Liking our own cooking

January 4, 2010

Several bloggers I like and respect (including Momalon and Motherese) have recently done a favorite-posts recap of the prior year and even though I’ve only been at this for half of a year, I thought I’d still do my top six.

And in the meantime, I thought I’d share a recipe I made up yesterday that came out pretty well (my younger kid, knowing it was improvised, even suggested that I write it down, and since I can never find things when I need them I thought the best place to leave it was in my blog).  Since I don’t generally eat red meat, yet some of my favorite recipes still hearken to cow-eating days and French Bistro cooking, I thought I’d go off the trail and make up a hybrid dish of hearty winter fare… even though it turned out to be in the mid 70’s in LA today.  The key ingredient is always love, since consciously putting love in any food truly does make it taste better, but also elevates and nourishes our own experience of preparing it—turning it into something of a mindfulness meditation.

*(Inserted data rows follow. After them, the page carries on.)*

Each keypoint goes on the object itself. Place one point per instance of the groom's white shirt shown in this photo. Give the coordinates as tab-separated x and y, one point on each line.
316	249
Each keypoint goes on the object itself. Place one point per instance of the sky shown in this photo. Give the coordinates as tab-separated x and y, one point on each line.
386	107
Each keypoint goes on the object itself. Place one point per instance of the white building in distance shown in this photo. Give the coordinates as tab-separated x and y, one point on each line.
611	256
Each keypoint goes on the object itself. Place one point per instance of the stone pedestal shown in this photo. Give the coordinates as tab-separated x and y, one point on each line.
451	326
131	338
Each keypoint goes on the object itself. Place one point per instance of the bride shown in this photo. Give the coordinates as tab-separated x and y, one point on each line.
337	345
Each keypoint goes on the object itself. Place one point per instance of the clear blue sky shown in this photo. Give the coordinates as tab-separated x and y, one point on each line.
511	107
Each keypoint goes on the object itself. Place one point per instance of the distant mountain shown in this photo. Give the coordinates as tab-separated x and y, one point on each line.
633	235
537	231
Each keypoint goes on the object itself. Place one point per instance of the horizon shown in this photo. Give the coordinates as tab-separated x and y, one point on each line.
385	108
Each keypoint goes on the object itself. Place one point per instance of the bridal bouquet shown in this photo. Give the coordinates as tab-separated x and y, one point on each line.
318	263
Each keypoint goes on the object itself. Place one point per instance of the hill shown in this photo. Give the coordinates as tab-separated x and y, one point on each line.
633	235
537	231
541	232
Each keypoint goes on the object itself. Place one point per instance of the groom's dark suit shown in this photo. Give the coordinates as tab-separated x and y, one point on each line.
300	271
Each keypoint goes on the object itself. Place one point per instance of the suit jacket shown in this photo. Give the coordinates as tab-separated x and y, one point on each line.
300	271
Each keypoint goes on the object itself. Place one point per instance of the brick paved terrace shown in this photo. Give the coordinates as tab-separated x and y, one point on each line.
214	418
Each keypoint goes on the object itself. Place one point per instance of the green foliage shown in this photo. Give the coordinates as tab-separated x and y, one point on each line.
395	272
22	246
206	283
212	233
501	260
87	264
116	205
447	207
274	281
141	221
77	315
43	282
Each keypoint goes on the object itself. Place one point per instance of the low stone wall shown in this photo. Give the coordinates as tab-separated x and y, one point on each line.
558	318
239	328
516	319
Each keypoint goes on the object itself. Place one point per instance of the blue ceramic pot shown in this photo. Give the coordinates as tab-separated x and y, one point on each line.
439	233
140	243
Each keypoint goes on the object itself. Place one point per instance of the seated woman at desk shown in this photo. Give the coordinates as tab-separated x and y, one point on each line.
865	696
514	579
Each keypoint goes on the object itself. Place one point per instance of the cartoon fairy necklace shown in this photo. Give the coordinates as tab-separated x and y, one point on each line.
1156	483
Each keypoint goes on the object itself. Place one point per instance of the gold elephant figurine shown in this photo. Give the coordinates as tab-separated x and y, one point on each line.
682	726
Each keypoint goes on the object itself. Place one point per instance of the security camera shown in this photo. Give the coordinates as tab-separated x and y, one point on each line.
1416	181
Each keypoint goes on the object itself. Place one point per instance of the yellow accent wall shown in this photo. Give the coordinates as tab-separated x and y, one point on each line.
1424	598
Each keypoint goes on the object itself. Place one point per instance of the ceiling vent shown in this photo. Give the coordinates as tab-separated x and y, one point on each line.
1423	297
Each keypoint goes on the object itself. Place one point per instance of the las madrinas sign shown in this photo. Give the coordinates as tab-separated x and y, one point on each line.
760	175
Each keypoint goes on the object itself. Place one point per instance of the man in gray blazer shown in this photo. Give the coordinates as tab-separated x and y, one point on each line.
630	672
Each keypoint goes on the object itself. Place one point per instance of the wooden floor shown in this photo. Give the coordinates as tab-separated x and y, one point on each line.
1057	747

I grew up with a mom who wasn’t much of a cook—the joke was what she made for dinner was a reservation.  As a result my brother and I both love to cook, although cooking for me started as an Alton Brown science experiment that you could (often) eat.  Over the years and the influence of my mother-in-law (who was a terrific cook) and my wife (whose former lover was Italian, and through whose family she picked up the very essence of good cooking:  fresh ingredients, prepared simply), I’ve learned to cook, as to parent, by feel as much as by books and experts (not that I don’t appreciate the masters and like watching them cook).

So here goes for my simple improvisation:  Buy or have on hand:  some chicken legs, some boneless chicken thighs and some boneless breast; white wine; chicken stock; onion; garlic; plum tomatoes; pitted Kalamata olives (and some green martini-sorts too); olive oil, salt, pepper, sage, thyme.  As for how much to use, trust your instincts—my main point is to make it up as you go, improvising and experimenting.  This is why cooking off road is a good compliment to parenting—forget the “experts” we (you and me) are the experts.  What’s the worst that will happen?  The food will suck and you’ll heat up a Trader Joes frozen pizza.

In a big pan brown the chicken in some olive oil with sea salt and pepper (legs as they are, rest cut into smallish pieces); in a heavy casserole sauté onion, garlic, peeled seeded chopped tomatoes, salt, pepper, sage and thyme.  Throw the no-longer-totally-raw-chicken into the casserole with the onions/tomato/garlic, then add chicken stock, white wine and olives.  Cover and put in oven for two hours at 325.  Cool overnight in the fridge, take the meat from the legs and add it back into the pot, getting rid of skin and bones.  Simmer on very low heat for a good long time and serve with whatever else you like (baguette, roasted potatoes and Caesar salad did nicely).  Kids might even eat this; mine actually really liked it.

While things are cooking you can browse my top six of the second half of 2009; they are not necessarily the most popular, most useful or most commented upon, they are, instead, the posts I felt most worth reading if you are new to Privilege of Parenting—the ones I felt most honestly connected with the spirit gold I’m trying to bring as I track the elusive beast of the zeitgeist into our dawning age, looking for clues in the scat on parenting’s trail:

June:  The Gold is in the poop

July: How doing things at which we “suck” can be good parenting 

August: Cooking, blogging, narcissism and parenting (naked honesty) 

September:  On Target (my wife’s, found inspiration) 

October:  Divine Tears (some things I learned in the Shadows of Hollywood) 

November: After the Gold Rush… Black Friday? 

December: Through a Day Darkly—seeking spirit gold on the Winter Solstice  

So, let’s dedicate today to liking our own cooking, writing, parenting and ways of being, striving for honesty with ourselves and each other as a way of building nourishing and authentic community—in the service of all our collective children.  Your own opinion is the one that matters most, so Bon Appetite!

Namaste, Bruce

{ 1 comment… read it below or add one }

krk January 5, 2010 at 6:30 pm

Thank you for all the recipes you share with us. I can actually smell this one, and it smells delicious.